NASA Study Begins for Integrated Vibration and Acceleration Testing to Reduce Space Payload Mass, Cost and Mission Risk


Southampton, PA, USA. October 26, 2012 – The NASTARĀ® Center, the premier commercial aerospace training and research center in the world, in collaboration with American Aerospace Advisors, Inc (AAAI) and Drexel University, was awarded a NASA STTR (Small Business Technology Transfer) Phase I contract for “Integrated Vibration and Acceleration Testing to Reduce Payload Mass, Cost and Mission Risk”. Tests commenced on the reasearch project today.

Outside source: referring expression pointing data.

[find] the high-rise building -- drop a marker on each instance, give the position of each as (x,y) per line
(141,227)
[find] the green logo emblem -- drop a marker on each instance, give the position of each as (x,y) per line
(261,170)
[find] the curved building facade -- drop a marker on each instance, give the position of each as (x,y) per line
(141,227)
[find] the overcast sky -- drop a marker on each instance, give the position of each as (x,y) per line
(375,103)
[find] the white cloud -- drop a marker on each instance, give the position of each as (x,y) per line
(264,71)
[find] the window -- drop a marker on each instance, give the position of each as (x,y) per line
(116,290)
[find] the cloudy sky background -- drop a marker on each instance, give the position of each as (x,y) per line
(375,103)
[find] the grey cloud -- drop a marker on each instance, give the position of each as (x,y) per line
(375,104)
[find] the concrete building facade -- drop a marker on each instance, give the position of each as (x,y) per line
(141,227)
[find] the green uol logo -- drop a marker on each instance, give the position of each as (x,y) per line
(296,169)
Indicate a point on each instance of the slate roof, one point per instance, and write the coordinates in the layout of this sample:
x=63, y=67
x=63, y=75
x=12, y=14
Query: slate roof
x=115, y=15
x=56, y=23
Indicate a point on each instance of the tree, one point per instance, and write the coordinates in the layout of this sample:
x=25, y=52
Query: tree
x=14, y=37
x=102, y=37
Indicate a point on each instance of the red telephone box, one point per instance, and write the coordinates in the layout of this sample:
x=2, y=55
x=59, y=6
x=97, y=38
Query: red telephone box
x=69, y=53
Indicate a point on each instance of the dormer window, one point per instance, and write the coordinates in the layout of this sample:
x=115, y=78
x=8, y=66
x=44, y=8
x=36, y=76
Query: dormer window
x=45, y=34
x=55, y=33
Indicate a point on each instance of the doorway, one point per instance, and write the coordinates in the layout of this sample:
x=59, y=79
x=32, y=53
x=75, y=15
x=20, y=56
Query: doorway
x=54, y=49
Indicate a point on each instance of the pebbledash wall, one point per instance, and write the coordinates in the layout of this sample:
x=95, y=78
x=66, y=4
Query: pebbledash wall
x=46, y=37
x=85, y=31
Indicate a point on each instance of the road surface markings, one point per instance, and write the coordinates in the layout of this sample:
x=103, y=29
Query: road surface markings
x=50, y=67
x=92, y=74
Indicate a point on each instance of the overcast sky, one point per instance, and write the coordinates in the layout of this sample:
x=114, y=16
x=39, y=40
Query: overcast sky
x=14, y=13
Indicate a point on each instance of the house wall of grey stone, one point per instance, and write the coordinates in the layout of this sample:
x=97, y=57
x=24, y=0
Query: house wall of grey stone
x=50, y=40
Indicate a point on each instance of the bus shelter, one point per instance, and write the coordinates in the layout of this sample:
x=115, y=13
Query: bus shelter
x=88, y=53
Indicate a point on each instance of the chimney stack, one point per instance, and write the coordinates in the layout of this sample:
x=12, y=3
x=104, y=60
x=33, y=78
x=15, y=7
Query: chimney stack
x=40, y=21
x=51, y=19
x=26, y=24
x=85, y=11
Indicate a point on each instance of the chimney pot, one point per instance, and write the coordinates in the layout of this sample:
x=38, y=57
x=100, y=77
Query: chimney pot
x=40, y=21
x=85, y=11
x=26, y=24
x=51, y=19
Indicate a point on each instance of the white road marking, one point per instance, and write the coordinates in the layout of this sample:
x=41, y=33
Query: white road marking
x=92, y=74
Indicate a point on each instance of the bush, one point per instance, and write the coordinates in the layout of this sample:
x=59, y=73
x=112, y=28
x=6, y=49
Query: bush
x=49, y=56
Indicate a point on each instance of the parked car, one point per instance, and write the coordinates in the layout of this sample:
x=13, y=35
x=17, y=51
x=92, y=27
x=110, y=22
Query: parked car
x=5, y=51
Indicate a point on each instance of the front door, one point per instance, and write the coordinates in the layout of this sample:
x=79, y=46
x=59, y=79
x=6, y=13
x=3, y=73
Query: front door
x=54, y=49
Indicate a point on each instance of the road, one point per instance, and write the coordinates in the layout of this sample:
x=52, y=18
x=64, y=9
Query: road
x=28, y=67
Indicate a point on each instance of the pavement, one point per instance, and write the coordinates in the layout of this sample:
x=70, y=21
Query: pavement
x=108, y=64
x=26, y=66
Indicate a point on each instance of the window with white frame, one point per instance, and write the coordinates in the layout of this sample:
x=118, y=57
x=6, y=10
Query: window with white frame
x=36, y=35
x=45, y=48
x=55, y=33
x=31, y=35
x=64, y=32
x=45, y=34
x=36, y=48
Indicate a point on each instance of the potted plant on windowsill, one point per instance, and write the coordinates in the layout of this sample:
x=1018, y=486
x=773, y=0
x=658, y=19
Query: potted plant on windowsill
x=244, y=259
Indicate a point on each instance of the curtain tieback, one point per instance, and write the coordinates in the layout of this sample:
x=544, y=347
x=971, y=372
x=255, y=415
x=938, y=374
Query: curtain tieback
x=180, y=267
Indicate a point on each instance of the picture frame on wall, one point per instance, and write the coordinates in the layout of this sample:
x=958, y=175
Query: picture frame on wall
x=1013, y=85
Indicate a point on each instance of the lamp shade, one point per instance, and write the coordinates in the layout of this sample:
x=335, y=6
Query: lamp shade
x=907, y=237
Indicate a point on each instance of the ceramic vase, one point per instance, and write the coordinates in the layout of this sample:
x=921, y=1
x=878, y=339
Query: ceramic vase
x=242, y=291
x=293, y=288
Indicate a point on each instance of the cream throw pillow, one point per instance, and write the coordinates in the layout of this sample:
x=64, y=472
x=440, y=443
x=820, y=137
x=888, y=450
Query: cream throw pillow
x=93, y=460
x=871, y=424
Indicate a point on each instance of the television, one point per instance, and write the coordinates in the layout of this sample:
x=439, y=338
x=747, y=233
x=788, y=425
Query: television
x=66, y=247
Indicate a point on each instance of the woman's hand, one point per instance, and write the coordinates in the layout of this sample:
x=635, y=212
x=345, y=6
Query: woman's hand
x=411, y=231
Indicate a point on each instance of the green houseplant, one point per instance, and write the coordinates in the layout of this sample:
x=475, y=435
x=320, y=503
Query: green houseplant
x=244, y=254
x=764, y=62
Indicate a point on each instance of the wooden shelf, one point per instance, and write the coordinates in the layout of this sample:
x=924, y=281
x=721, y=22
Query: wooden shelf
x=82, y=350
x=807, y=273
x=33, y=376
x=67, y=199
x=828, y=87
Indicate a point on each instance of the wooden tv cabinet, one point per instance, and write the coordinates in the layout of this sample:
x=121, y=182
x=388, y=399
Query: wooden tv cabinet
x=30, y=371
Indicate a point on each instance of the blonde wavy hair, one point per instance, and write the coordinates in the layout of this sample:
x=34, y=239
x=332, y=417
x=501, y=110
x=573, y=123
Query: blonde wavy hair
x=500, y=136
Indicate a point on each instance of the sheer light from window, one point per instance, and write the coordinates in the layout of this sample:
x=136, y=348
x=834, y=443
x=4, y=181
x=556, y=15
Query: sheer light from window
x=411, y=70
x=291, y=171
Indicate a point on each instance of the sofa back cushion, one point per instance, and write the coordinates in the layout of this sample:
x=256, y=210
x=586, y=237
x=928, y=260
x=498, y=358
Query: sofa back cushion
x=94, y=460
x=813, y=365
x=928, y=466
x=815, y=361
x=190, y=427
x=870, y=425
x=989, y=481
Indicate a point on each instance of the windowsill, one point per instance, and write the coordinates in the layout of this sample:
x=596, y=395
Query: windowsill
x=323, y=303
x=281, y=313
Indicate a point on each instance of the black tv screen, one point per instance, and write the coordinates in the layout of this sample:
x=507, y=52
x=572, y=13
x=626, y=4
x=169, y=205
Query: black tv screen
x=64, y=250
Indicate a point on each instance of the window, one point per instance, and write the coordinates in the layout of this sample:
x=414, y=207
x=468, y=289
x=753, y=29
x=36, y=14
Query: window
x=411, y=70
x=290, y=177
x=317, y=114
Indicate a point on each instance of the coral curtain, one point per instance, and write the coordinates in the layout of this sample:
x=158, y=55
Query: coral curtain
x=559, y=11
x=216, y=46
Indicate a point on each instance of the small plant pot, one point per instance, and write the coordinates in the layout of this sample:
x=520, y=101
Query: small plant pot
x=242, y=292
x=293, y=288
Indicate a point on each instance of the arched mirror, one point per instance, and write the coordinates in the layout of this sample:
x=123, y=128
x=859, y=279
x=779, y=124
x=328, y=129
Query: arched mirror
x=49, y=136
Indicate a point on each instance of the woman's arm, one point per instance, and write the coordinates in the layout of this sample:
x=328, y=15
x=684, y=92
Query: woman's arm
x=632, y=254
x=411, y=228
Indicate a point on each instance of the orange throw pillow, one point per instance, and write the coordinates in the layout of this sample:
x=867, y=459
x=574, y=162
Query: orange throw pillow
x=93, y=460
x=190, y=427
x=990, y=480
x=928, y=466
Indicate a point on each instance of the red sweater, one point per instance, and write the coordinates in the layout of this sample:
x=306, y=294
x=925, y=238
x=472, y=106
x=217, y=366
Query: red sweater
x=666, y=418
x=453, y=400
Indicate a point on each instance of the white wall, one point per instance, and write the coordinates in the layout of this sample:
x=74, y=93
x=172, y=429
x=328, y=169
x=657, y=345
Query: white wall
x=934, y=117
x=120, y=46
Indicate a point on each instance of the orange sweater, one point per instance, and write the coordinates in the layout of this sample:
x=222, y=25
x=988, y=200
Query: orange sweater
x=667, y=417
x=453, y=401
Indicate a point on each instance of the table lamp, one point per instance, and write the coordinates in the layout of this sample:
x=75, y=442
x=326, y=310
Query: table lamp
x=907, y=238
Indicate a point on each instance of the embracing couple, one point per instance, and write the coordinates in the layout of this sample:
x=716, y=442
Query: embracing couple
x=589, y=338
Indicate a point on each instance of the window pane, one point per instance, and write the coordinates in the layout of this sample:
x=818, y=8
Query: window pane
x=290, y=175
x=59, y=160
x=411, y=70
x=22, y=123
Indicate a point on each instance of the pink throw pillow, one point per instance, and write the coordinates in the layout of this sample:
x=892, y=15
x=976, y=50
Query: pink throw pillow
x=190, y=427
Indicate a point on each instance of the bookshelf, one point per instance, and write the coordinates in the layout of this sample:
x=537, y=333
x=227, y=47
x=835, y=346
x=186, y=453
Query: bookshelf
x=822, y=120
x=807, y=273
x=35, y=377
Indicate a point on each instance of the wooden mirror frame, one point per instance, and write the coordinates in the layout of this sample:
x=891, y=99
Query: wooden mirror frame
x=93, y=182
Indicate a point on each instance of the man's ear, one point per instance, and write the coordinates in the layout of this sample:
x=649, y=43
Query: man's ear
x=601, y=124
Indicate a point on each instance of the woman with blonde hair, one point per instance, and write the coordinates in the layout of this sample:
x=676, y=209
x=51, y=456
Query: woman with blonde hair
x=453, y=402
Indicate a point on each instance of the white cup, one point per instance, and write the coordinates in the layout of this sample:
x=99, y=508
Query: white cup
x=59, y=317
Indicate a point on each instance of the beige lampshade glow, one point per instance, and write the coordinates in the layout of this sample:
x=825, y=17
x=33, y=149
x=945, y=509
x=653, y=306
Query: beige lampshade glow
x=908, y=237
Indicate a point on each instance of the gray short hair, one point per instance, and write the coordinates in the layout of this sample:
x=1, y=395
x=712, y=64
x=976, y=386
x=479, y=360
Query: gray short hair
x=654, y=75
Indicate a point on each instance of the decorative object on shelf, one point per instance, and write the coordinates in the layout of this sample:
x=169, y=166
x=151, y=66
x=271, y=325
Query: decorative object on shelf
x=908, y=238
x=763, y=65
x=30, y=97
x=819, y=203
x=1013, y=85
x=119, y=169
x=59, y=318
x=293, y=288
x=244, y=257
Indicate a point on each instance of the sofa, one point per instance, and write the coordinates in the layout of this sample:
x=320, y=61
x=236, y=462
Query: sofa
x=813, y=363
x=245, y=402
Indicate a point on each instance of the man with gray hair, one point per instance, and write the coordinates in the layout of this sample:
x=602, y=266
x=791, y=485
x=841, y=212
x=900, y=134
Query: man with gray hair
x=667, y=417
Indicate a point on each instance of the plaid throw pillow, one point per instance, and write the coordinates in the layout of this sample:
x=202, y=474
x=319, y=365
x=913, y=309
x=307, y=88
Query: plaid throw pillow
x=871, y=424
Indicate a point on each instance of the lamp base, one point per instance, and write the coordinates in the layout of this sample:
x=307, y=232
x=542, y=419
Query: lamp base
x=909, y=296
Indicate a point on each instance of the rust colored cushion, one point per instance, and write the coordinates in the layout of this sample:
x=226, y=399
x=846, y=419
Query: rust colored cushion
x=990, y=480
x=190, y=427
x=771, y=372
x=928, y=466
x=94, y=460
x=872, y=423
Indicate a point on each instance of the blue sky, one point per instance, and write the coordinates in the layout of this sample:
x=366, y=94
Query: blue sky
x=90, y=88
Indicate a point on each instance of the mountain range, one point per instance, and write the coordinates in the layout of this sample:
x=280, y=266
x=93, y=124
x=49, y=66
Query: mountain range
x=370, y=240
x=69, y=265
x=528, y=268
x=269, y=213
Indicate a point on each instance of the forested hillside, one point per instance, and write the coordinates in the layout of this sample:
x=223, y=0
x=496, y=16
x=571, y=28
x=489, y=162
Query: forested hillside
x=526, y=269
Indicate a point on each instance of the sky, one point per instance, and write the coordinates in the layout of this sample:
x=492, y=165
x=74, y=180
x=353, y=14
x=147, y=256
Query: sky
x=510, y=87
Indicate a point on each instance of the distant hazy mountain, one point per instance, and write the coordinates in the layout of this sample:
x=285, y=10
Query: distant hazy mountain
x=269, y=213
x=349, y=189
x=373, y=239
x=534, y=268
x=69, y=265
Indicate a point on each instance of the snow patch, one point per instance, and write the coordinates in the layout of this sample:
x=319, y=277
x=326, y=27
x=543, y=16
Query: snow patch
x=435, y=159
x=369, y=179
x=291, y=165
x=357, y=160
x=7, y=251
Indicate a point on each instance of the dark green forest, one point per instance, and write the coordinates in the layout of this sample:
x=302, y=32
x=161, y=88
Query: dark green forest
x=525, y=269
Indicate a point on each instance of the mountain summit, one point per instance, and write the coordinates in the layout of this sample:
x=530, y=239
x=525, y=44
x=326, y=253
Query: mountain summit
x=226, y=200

The goal of the research is to develop the capability to provide integrated acceleration, vibration, and shock testing using a state-of-the-art centrifuge (Phoenix Centrifuge) at the NASTAR Center, in order to subject payloads to the synergistic effects of combined environments. By providing more realistic load profiles, combined environment testing has the potential to significantly reduce payload and lunch vehicle subsystem mass, test costs, and mission risk.
 
“The results of this contract could have large implications for the space industry – namely the reduction of payload and launch vehicle subsystem mass, lower testing costs, and reduced overall mission risk,” explains David Yoel, CEO of American Aerospace Advisors Inc.
 
This contract is a follow on from a proof of concept demonstration performed in 2008 by NASTAR Center and AAAI. This contract expands on the original design and employs extensive modeling and simulation, a larger (electro-magnetic) shaker, a CubeSat-class satellite model, increased instrumentation (~10 accelerometers), and features a series of combined environments tests with multi-axis loads.
 
NASA Kennedy Space Center is the sponsor of the STTR, which runs from February 2012 until February 2013. The value of the Phase I award is $124,214. Combined environments tests are expected to commence in Fall 2012. A Phase II contract (if awarded) will introduce the capability to test even larger systems.
 
“The hope is that our efforts will lead us to receiving the Phase 2 award worth close to $1 million, which can enable our desired level of performance capability for a variety of payload mass range values”, said Michael Newman, Chief Research Scientist at NASTAR Center.
 
Earlier efforts to utilize centrifuges for flight qualification included the Space Shuttle Hubble Space Telescope Servicing Mission where payload up mass limitations created a need for additional testing using a centrifuge to reduce weight and qualify the lightened structure for flight. By testing in this way, NASA was able to substantially reduce the overall mass of the payload aboard the Space Shuttle.